Was sind Deine persönlichen Strategien, dein Hirn fit zu halten?
Luise: Wo immer möglich, versuche ich zu leben was ich predige – also „Trying to walk my talk“, as the English say ;-). Ich benutze einfach meinen Alltag als „Fitness-Studio“ für meinen Geist. Wenn mir eine Telefonnummer angesagt wird, während ich im Auto unterwegs bin, geht ja Aufschreiben nicht ➙ Memorieren derselben ist eine willkommene Trainingseinheit.

Wenn ich neue Menschen kennenlerne, nehme ich bewusst ihre Namen wahr und merke sie mir, ganz nach meinem Lieblingsmotto „A name a day keeps Alzheimer away“. (Das ist auch immer willkommener Stimulus am Beginn meiner Vorträge, wenn ich die TeilnehmerInnen mit ihren (Vor-)Namen begrüße.)
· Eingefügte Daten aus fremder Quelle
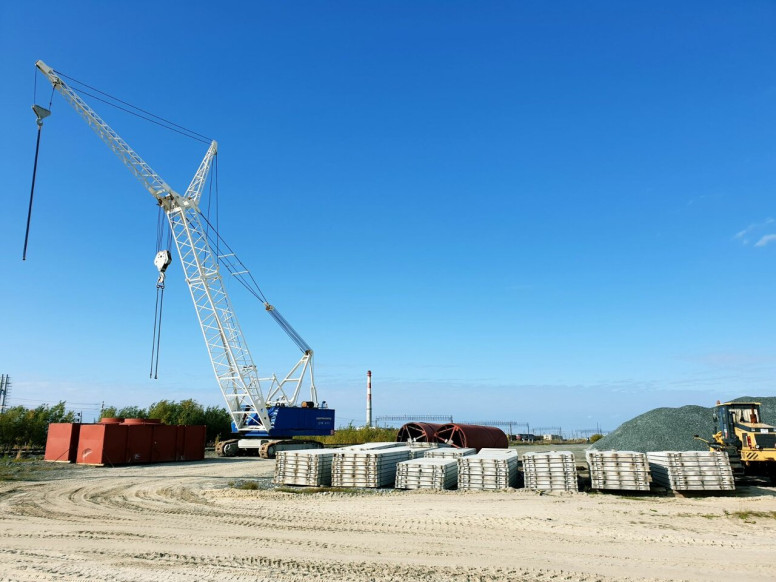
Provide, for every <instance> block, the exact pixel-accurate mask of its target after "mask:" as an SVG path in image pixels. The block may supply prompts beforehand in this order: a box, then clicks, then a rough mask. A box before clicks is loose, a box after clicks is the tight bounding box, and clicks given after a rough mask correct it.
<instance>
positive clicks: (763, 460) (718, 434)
mask: <svg viewBox="0 0 776 582" xmlns="http://www.w3.org/2000/svg"><path fill="white" fill-rule="evenodd" d="M713 418H714V424H715V427H716V429H717V432H716V433H714V435H713V436H712V437H711V440H706V439H704V438H701V437H699V436H698V435H695V438H697V439H698V440H701V441H703V442H705V443H706V444H708V445H709V448H710V449H711V450H712V451H725V452H726V453H727V455H728V459H729V460H730V467H731V468H732V469H733V474H734V475H735V476H736V477H738V478H741V477H744V476H747V475H765V476H768V477H770V479H771V481H772V482H774V483H776V428H775V427H773V426H771V425H769V424H765V423H763V422H762V413H761V411H760V403H759V402H724V403H720V402H719V401H717V405H716V407H715V408H714V416H713Z"/></svg>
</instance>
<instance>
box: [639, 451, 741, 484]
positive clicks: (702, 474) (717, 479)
mask: <svg viewBox="0 0 776 582" xmlns="http://www.w3.org/2000/svg"><path fill="white" fill-rule="evenodd" d="M647 460H648V461H649V469H650V471H651V472H652V480H653V481H654V482H655V484H657V485H662V486H663V487H666V488H667V489H672V490H674V491H732V490H733V489H735V488H736V486H735V481H734V480H733V470H732V469H731V468H730V461H729V459H728V456H727V453H725V452H724V451H660V452H653V453H647Z"/></svg>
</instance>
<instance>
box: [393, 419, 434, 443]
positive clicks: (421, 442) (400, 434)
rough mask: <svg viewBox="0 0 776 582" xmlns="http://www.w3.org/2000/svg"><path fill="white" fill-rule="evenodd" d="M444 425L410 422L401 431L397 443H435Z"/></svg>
mask: <svg viewBox="0 0 776 582" xmlns="http://www.w3.org/2000/svg"><path fill="white" fill-rule="evenodd" d="M442 426H444V425H441V424H433V423H430V422H408V423H407V424H405V425H404V426H402V427H401V428H400V429H399V433H398V434H397V435H396V442H399V443H435V442H437V439H436V438H435V437H434V435H435V434H436V431H437V430H438V429H439V428H441V427H442Z"/></svg>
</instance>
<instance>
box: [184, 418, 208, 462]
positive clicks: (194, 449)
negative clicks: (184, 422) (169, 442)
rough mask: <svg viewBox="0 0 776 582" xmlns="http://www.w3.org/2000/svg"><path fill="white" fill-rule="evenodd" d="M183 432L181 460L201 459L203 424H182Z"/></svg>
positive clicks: (204, 454)
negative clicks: (186, 425)
mask: <svg viewBox="0 0 776 582" xmlns="http://www.w3.org/2000/svg"><path fill="white" fill-rule="evenodd" d="M180 428H182V429H184V433H185V444H184V446H183V458H182V459H181V461H201V460H202V459H204V458H205V425H197V426H182V427H180Z"/></svg>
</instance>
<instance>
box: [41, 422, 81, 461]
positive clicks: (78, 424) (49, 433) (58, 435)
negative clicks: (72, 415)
mask: <svg viewBox="0 0 776 582" xmlns="http://www.w3.org/2000/svg"><path fill="white" fill-rule="evenodd" d="M80 430H81V425H80V424H79V423H74V422H55V423H52V424H50V425H49V430H48V436H47V437H46V452H45V454H44V455H43V460H45V461H53V462H57V463H74V462H75V458H76V455H77V453H78V434H79V433H80Z"/></svg>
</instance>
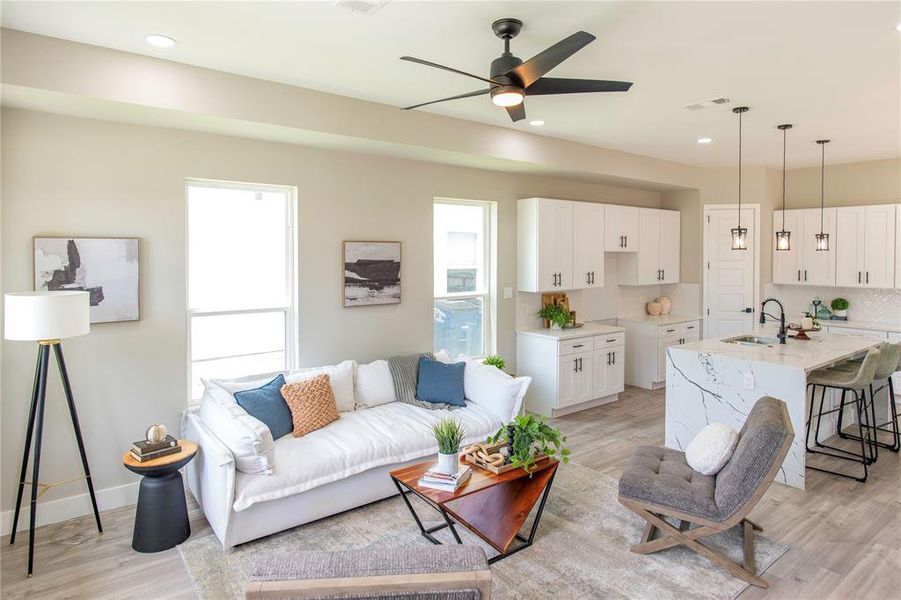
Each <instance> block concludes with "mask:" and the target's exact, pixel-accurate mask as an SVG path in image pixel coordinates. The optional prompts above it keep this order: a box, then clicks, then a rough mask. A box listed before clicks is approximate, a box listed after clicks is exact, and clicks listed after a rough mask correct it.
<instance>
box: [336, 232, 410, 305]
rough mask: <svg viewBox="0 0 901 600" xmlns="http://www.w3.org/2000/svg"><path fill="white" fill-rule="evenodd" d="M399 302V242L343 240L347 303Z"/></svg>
mask: <svg viewBox="0 0 901 600" xmlns="http://www.w3.org/2000/svg"><path fill="white" fill-rule="evenodd" d="M399 303H400V242H344V306H372V305H374V304H399Z"/></svg>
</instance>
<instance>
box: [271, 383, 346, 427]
mask: <svg viewBox="0 0 901 600" xmlns="http://www.w3.org/2000/svg"><path fill="white" fill-rule="evenodd" d="M282 396H283V397H284V398H285V402H287V403H288V408H289V409H291V419H292V421H293V422H294V437H301V436H304V435H306V434H308V433H310V432H311V431H316V430H317V429H321V428H322V427H325V426H326V425H328V424H329V423H331V422H332V421H337V420H338V418H339V416H340V415H339V414H338V405H337V403H336V402H335V393H334V392H333V391H332V384H331V381H330V380H329V376H328V375H327V374H326V373H323V374H322V375H317V376H316V377H313V378H312V379H306V380H304V381H298V382H297V383H289V384H286V385H283V386H282Z"/></svg>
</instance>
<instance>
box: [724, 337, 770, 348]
mask: <svg viewBox="0 0 901 600" xmlns="http://www.w3.org/2000/svg"><path fill="white" fill-rule="evenodd" d="M723 341H724V342H726V343H727V344H738V345H740V346H775V345H776V344H778V343H779V338H777V337H767V336H761V335H738V336H735V337H733V338H726V339H725V340H723Z"/></svg>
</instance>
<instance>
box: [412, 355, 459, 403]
mask: <svg viewBox="0 0 901 600" xmlns="http://www.w3.org/2000/svg"><path fill="white" fill-rule="evenodd" d="M465 368H466V363H464V362H459V363H449V364H448V363H443V362H440V361H438V360H430V359H428V358H425V357H423V358H420V359H419V381H418V382H417V383H416V398H417V399H419V400H421V401H423V402H432V403H439V404H441V403H443V404H451V405H453V406H466V403H465V402H464V401H463V370H464V369H465Z"/></svg>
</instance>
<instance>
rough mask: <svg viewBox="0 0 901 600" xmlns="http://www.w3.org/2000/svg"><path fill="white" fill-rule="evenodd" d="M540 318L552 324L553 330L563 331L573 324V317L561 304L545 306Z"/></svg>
mask: <svg viewBox="0 0 901 600" xmlns="http://www.w3.org/2000/svg"><path fill="white" fill-rule="evenodd" d="M538 316H539V317H541V318H542V319H544V320H545V321H550V322H551V329H563V328H564V327H566V326H567V325H569V324H570V322H572V315H570V314H569V311H568V310H566V309H565V308H563V307H562V306H560V305H559V304H545V305H544V306H542V307H541V310H539V311H538Z"/></svg>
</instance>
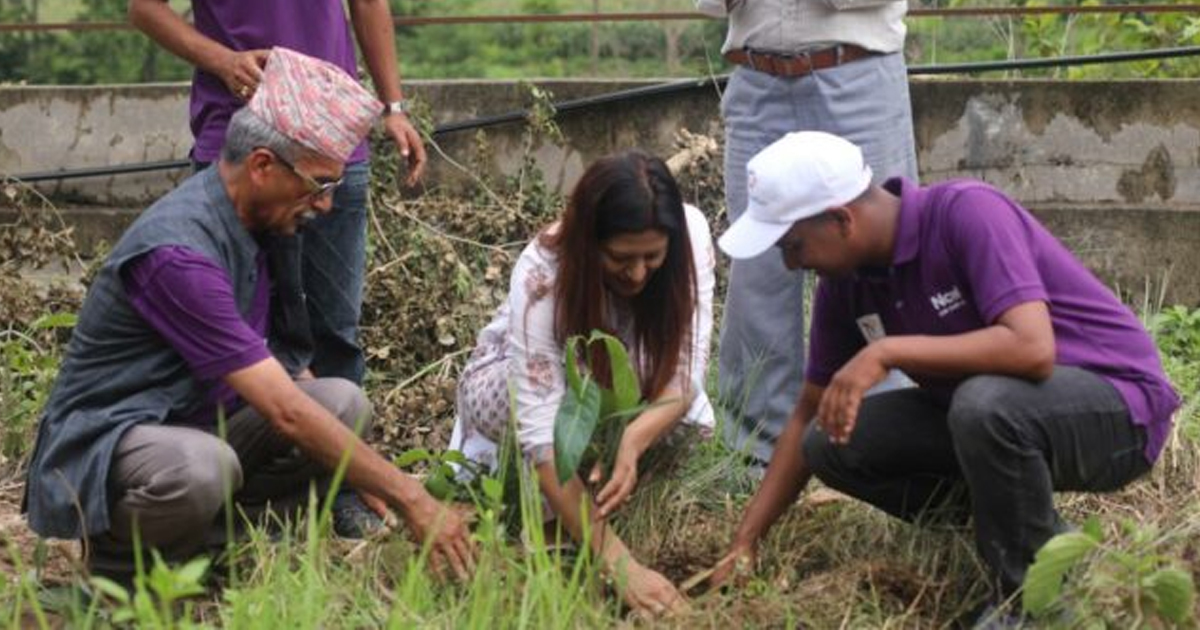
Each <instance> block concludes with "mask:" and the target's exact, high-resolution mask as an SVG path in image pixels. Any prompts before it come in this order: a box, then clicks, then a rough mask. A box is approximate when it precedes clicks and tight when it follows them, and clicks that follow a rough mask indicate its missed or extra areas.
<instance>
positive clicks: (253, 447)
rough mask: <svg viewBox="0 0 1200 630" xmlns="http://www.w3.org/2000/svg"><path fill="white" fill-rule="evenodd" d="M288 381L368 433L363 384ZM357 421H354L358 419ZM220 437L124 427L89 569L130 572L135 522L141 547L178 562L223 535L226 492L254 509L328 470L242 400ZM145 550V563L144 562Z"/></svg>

Und möglichst oft, wenn interessante Fakten, Informationen meinen Weg kreuzen (oder ich Dr. Google um etwas frage), sage ich mir anschließend: „Das merk’ ich mir!“ und bastle schnell eine Memo-Brücke, die mir dabei hilft. So schlage ich drei Fliegen auf einem Schlag: Ich erleichtere mir meinen Alltag, vergrößere mein „Wissensnetz“ und – bringe Farbe in meine grauen Zellen.
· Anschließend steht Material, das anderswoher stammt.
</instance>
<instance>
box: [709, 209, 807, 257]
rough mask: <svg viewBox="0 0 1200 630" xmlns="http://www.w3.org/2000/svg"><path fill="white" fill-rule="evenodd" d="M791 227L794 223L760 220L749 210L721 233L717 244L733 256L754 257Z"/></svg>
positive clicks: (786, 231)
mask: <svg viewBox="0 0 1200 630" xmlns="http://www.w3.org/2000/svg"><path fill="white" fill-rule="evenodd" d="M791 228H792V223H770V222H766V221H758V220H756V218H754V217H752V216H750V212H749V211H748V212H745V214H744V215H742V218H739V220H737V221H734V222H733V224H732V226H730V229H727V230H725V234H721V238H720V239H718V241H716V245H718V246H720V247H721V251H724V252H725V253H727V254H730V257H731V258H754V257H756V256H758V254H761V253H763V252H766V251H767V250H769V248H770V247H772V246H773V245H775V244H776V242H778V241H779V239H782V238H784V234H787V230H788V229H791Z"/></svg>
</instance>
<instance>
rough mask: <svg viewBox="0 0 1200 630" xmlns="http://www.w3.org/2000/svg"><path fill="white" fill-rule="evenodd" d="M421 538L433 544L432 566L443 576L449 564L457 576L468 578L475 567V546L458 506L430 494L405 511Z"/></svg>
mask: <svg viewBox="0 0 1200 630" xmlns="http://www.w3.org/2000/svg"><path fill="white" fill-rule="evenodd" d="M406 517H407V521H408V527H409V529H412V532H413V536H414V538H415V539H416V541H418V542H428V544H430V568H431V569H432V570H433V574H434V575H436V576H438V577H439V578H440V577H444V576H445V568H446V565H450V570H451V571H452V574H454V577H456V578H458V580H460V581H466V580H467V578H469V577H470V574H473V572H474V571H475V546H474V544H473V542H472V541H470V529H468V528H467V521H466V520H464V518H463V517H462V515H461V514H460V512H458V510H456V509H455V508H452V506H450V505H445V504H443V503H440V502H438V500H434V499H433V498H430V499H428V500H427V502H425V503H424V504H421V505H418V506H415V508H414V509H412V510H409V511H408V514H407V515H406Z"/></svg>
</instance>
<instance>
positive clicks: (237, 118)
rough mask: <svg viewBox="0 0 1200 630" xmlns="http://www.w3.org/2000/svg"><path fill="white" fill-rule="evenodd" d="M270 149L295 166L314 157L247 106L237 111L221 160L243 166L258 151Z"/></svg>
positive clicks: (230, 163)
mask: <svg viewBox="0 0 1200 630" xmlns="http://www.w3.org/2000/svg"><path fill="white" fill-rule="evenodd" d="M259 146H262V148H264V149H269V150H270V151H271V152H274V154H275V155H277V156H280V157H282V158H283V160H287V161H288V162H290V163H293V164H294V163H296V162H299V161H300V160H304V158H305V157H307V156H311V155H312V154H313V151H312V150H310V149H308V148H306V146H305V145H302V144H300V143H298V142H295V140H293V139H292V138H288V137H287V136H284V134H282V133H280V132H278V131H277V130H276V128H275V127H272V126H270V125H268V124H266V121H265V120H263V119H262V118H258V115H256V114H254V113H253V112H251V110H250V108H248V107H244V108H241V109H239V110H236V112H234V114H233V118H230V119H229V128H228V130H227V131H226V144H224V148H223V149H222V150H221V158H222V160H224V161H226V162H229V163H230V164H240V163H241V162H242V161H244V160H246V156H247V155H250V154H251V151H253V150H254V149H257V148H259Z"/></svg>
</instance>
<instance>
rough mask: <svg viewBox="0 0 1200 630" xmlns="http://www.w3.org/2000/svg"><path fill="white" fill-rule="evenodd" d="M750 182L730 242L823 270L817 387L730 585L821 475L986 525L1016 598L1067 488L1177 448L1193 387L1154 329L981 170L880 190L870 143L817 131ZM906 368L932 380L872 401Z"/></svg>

Wenn man viel lernen muss, in welchen Abständen und wie lange soll man sein Gehirn leeren?
Luise: Ich will hier keine allgemein gültige Regel aufstellen, sondern plädiere für Ausprobieren: Welche Lern- und vor allem Wiederholungsphasen bringen mir am meisten?

Damit Informationen ins Langzeitgedächtnis gelangen, kommt es nämlich nicht darauf an, wie lange etwas gelernt wird – sondern wie oft. Wenn ich mehrere kürzere Lerneinheiten, gefolgt von kleinen Pausen, über den Tag verteile und dabei auch das Wiederholen des bisher Gelernten einbaue, merke ich mir garantiert mehr, als wenn ich dieselbe Zeit fast nur am Stück „strebere“.

Wie wir ja schon weiter oben gesehen haben, praktiziert unser Gehirn auch in den Pausen unterbewusstes „Weiterlernen“, und das kann ich so besser ausnützen. Wichtig ist nur, diese Pausen auch wirklich zum Erholen und Leeren zu nützen (siehe oben) – und nicht etwa wahllos in social media posts abzudriften… Selbstverständlich ist es ok, so einen Blog wie deinen zwischendurch zu lesen und sich inspirieren zu lassen ;-).

Brauchst Du auch Pausen? Wenn ja, was sind die besten Pausen für Deinen Kopf?
Luise: Für mich ist die beste Pause: „Auslüften“ – und zwar Körper und Geist. Als ich im Sommer 2016 begann, mich auf die WM in Singapur im darauffolgenden Dezember vorzubereiten, waren meine geliebten Waldmärsche fix in mein tägliches Training eingebaut. Oder wenn ich zwischendurch einmal Lust auf Abschalten hatte: 20 Minuten zu zündender Musik locker-beschwingt auf meinem Minitramp zu hüpfen hat nicht nur mein Gehirn geleert, sondern auch eine Extraportion Endorphine gleich mitgeliefert.

Diese Art des „Hirn-Ausleerens“ möchte ich mittlerweile nicht mehr missen – genauso wie kurze Mini-Pausen, wo ich eine Gewohnheit aus der Kindheit in meinen Alltag hole: Einfach nur da zu sitzen (im Zug, auf einer Bus-Haltestelle, wo es sich eben gerade ergibt) und – „ins Narrnkastl schauen“. Kennst du das? Wo dann dein Blick so herrlich leer wird – und das Hirn gleich mit.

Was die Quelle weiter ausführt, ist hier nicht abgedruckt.